Sommerfield went into action when his detachment occupied the building of the Faculty of Philosophy and Letters, in Madrid’s University City.

Of the operations in which he had a part, Sommerfield can tell little, indeed knew little beyond his immediate experiences. “In a war you are lost, you are like atoms in a chemical reaction, you are lost in a boiling confusion in which you are not conscious of the part you are playing. Whatever you are fighting about in a war, it is a long way away, and you are nothing.” He was in University City for a while, sniping from the windows of rooms whose floors were a crunch with shattered laboratory equipment, littered with blasted furniture.
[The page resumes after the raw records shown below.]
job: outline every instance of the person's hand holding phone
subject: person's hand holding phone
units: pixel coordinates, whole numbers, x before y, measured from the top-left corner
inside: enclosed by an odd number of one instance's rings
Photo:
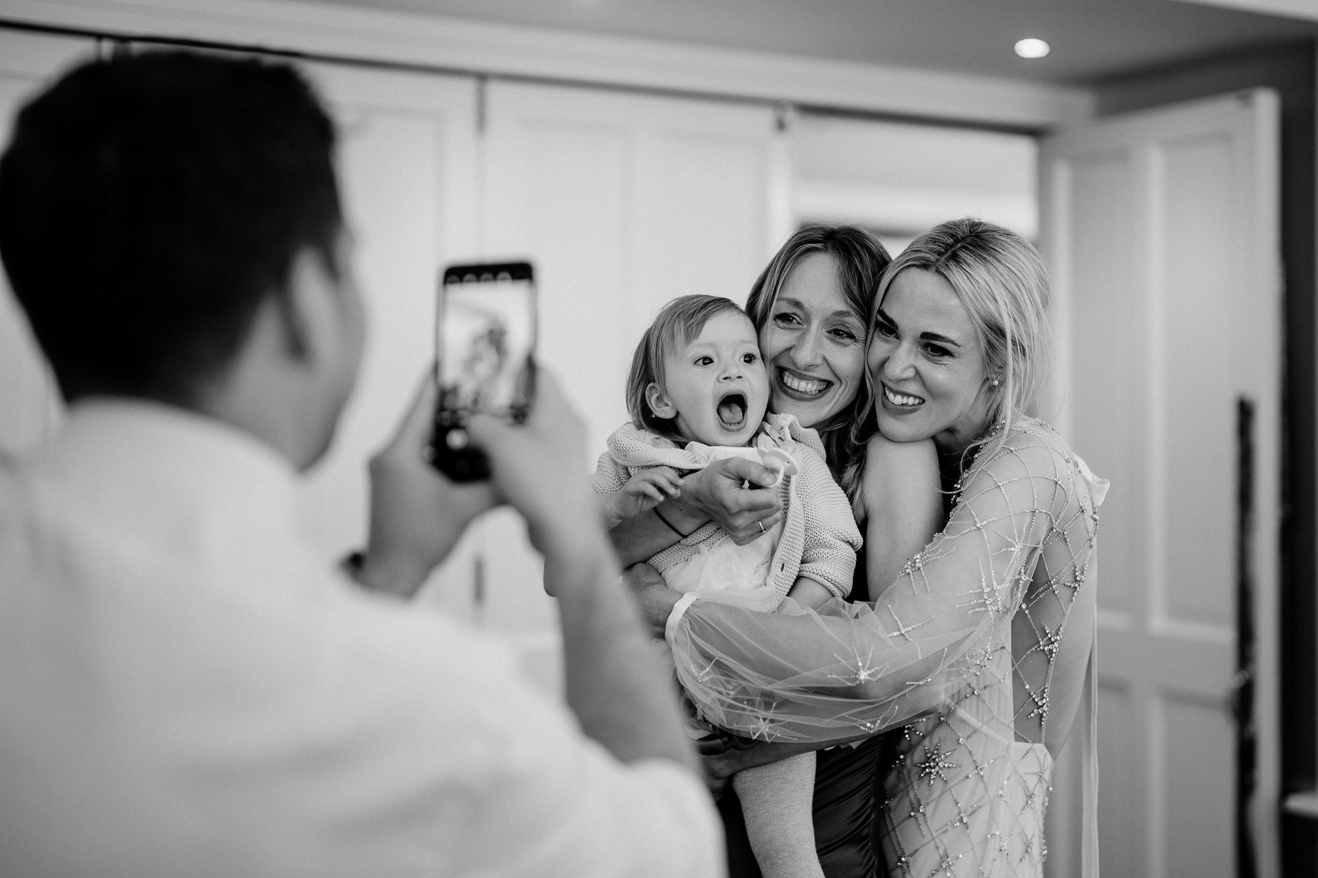
[[[370,458],[370,536],[357,578],[410,598],[472,519],[498,504],[489,482],[457,484],[427,461],[438,388],[432,370],[398,432]]]
[[[473,444],[490,462],[497,496],[521,512],[534,545],[602,541],[602,525],[585,478],[585,424],[554,375],[536,374],[535,404],[523,424],[472,415]]]

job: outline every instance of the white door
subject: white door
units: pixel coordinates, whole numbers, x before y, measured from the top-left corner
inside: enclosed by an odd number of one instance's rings
[[[91,39],[0,30],[0,143],[9,143],[14,115],[42,83],[94,51]],[[0,455],[40,448],[61,411],[54,376],[0,272]]]
[[[1235,874],[1226,699],[1238,667],[1242,396],[1256,407],[1251,824],[1260,874],[1276,874],[1277,112],[1276,95],[1255,90],[1044,141],[1058,423],[1112,480],[1098,592],[1098,816],[1110,875]],[[1074,817],[1057,806],[1054,821]],[[1053,874],[1074,874],[1074,833],[1049,832]]]
[[[563,465],[593,469],[659,307],[696,292],[743,303],[791,230],[784,136],[767,107],[507,83],[486,97],[482,251],[535,263],[538,355],[588,425],[589,459]],[[484,528],[485,619],[548,658],[540,561],[515,516]]]
[[[474,250],[476,84],[337,65],[303,71],[339,126],[340,191],[368,320],[357,387],[299,498],[306,532],[335,559],[366,537],[366,459],[434,361],[439,267]],[[469,615],[473,563],[464,540],[423,600]]]

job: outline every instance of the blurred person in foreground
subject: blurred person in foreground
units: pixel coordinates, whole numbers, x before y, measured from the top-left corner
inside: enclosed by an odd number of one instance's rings
[[[474,486],[424,463],[422,387],[356,582],[295,534],[364,337],[333,141],[290,67],[186,53],[18,116],[0,255],[70,415],[0,470],[0,874],[721,874],[551,379],[526,426],[473,423]],[[571,712],[405,603],[497,503],[544,553]]]

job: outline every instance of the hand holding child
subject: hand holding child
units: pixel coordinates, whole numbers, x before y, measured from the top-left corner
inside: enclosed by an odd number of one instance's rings
[[[681,496],[681,477],[671,466],[641,470],[627,479],[621,491],[605,496],[604,527],[608,530],[664,500]]]

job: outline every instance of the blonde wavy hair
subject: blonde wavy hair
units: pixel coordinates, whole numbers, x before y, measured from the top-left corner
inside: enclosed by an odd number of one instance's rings
[[[949,220],[903,250],[879,283],[870,330],[892,280],[907,269],[937,274],[970,312],[990,386],[988,428],[971,448],[1006,441],[1007,426],[1033,413],[1052,359],[1052,292],[1044,261],[1029,241],[975,217]],[[867,375],[873,403],[873,375]]]

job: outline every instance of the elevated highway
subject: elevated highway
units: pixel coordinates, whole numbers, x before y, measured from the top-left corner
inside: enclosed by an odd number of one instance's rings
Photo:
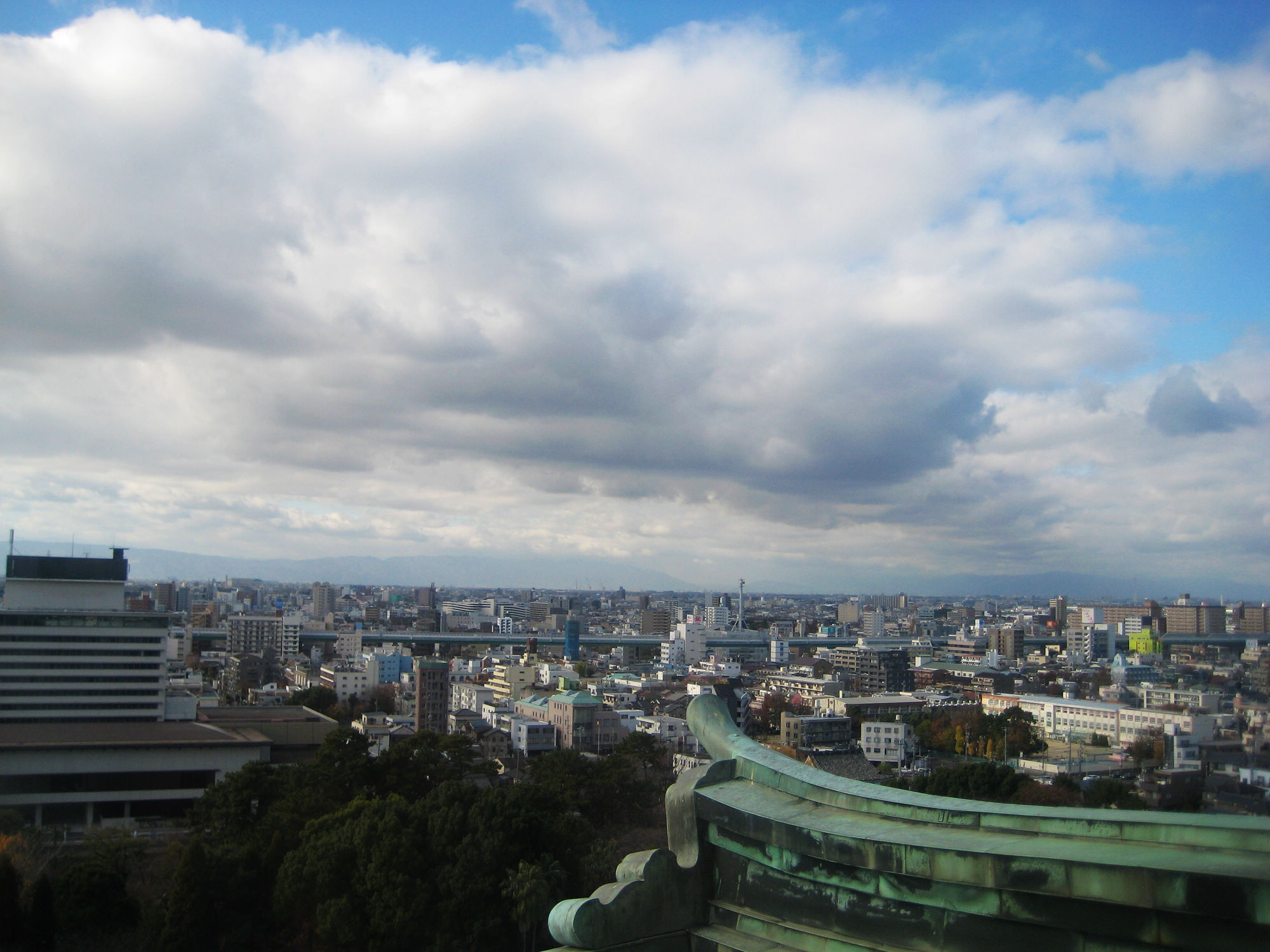
[[[220,628],[194,628],[193,636],[196,641],[206,642],[210,645],[224,644],[225,632]],[[403,631],[375,631],[368,630],[362,632],[362,642],[366,645],[523,645],[527,638],[537,638],[540,645],[564,645],[564,635],[556,632],[546,632],[542,635],[498,635],[498,633],[478,633],[472,635],[469,632],[456,632],[456,631],[439,631],[439,632],[403,632]],[[1163,642],[1166,645],[1227,645],[1238,646],[1242,645],[1247,638],[1259,637],[1256,635],[1166,635]],[[1260,636],[1267,638],[1270,636]],[[300,640],[309,644],[331,644],[337,638],[335,632],[331,631],[305,631],[300,633]],[[634,645],[655,647],[667,640],[667,636],[648,636],[648,635],[634,635],[634,636],[617,636],[617,635],[583,635],[582,644],[588,647],[607,647],[610,645]],[[842,647],[845,645],[855,645],[859,640],[857,635],[851,636],[832,636],[832,637],[819,637],[809,636],[801,638],[782,638],[787,641],[791,647]],[[743,635],[720,635],[718,637],[706,638],[707,647],[767,647],[771,638],[762,632],[748,631]],[[906,640],[897,638],[897,647],[907,645]],[[1041,647],[1044,645],[1062,645],[1064,638],[1054,637],[1039,637],[1039,638],[1024,638],[1024,642],[1029,647]],[[946,645],[946,638],[932,638],[933,645]],[[1128,647],[1129,642],[1126,638],[1120,638],[1118,641],[1120,647]]]

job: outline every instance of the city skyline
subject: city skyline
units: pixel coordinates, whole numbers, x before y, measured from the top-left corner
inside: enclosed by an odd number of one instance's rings
[[[1215,9],[11,5],[0,518],[1264,590],[1270,10]]]

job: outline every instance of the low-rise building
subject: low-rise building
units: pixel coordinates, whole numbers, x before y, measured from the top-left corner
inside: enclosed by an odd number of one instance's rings
[[[795,750],[851,746],[851,718],[842,715],[781,715],[781,743]]]
[[[130,825],[177,819],[272,741],[198,721],[0,725],[0,810],[27,823]]]
[[[555,750],[555,727],[546,721],[513,716],[508,718],[512,750],[532,757]]]
[[[871,764],[903,767],[913,755],[913,729],[902,721],[860,725],[860,750]]]
[[[615,713],[621,717],[620,712]],[[697,739],[688,730],[688,722],[682,717],[645,715],[635,718],[635,730],[640,734],[649,734],[676,750],[693,751],[697,749]]]

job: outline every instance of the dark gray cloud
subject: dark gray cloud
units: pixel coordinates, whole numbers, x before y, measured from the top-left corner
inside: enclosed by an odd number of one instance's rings
[[[1167,437],[1229,433],[1257,419],[1256,409],[1234,387],[1222,387],[1217,400],[1209,397],[1190,367],[1166,377],[1147,405],[1147,423]]]
[[[1091,447],[1162,444],[1135,383],[1071,391],[1151,325],[1096,277],[1137,240],[1091,192],[1107,143],[1071,104],[801,56],[756,24],[523,62],[265,51],[122,9],[0,37],[0,505],[100,471],[117,493],[66,499],[151,539],[1086,545],[1115,472]],[[1215,373],[1248,399],[1180,374],[1152,425],[1255,421],[1256,372]],[[1165,448],[1170,477],[1215,465]],[[1170,533],[1210,531],[1189,517]]]

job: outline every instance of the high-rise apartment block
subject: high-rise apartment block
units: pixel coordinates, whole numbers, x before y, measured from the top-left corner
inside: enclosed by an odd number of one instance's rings
[[[861,692],[890,694],[911,691],[913,687],[908,651],[902,647],[839,647],[833,652],[832,660],[833,666],[841,668],[847,680]]]
[[[314,585],[314,619],[319,622],[325,621],[328,614],[333,614],[335,612],[337,598],[335,589],[325,581]]]
[[[843,602],[838,605],[838,625],[856,625],[860,621],[860,604]]]
[[[1226,605],[1165,605],[1165,623],[1170,635],[1224,635]]]
[[[231,655],[249,651],[273,660],[283,656],[281,614],[235,614],[226,625],[225,647]]]
[[[414,659],[415,730],[446,732],[450,708],[450,665],[427,658]]]
[[[669,635],[671,611],[668,608],[645,608],[640,612],[640,635]]]
[[[160,612],[175,612],[177,611],[177,583],[175,581],[159,581],[159,583],[155,583],[155,607]]]

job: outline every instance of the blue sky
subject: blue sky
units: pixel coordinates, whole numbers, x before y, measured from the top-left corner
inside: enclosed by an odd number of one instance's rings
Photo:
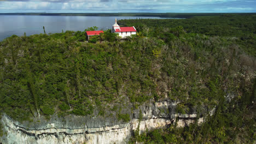
[[[0,13],[255,13],[256,0],[6,0]]]

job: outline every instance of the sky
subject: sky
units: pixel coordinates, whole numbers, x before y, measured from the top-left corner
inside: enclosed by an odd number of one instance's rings
[[[6,0],[0,13],[256,13],[256,0]]]

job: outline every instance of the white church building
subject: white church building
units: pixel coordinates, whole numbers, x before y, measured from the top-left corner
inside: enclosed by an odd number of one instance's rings
[[[120,27],[117,23],[117,18],[115,23],[112,26],[112,33],[118,33],[121,38],[131,36],[132,34],[136,34],[136,29],[134,27]]]

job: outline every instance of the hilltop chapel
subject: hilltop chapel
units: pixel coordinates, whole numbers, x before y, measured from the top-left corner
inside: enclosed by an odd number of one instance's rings
[[[115,18],[115,23],[112,26],[112,33],[118,33],[120,37],[124,38],[132,34],[136,34],[136,29],[134,27],[120,27],[117,23],[117,18]]]

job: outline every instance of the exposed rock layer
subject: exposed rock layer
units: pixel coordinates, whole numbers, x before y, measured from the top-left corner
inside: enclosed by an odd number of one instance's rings
[[[197,115],[176,113],[177,103],[161,101],[140,106],[130,113],[131,121],[125,123],[114,117],[82,117],[69,115],[65,118],[53,116],[37,122],[13,121],[3,115],[1,123],[5,134],[0,139],[3,143],[124,143],[133,131],[162,128],[177,120],[178,127],[194,122]],[[141,110],[141,111],[139,110]],[[212,113],[213,111],[212,111]],[[142,115],[139,120],[139,115]],[[199,122],[203,122],[199,118]]]

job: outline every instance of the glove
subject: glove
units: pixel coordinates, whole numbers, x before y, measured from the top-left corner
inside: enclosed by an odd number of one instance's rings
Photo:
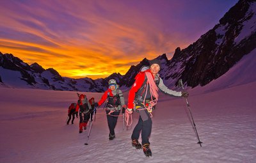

Then as the Rebel advance was stopped, forced back, he was in open-country fighting: advancing, dropping back, advancing again, sometimes in big attacks where tanks and armored cars accompanied the troops and enemy bombers retaliated in force (“I had been waiting to feel frightened, but each time the bombs fell before I knew, and then when it was over I thought that I had only felt excited”); sometimes in minor engagements where their only objective would be a patch of woods across a ploughed field, but where men would be killed as dead as anywhere else in the taking or losing of it. It was not until the whole army halted and his detachment rested beside a quiet stream somewhere in the region of Pozuelo that Sommerfield knew the Franco advance had been broken and Madrid had been saved. Firing had died to an intermittent rumbling, far away. “We dabbled our feet in the icy water, and it was the first time we had taken our boots off for three weeks.”

Unlike British Major Geoffrey McNeill-Moss’s factually authoritative but notably pro-Rebel account of one of the most heroic episodes in Spain’s civil war (The Siege of Alcazar; Knopf: $3.50), Sommerfield’s book is unpretentious historically, uninsistent politically, is marred only by a too-obvious leaning towards Ernest Hemingway in style. It provides an excellent report of one man’s experiences, impressions, in battle, offers in two or three of its episodes descriptions hardly-to-be-forgotten of life in wartime. For these in particular, most readers will find it valuable.

Twenty-eight-year-old Author Sommerfield, whose education was, as he says, “dubious,” ducked school at 16 and worked as sailor, carpenter, stage manager, had one novel published, May Day, before enlisting for Spain. Volunteering in October 1936, he saw six months action, was at one time reported dead, returned this spring to England “to discredit this rumor,” is now living in Lancashire.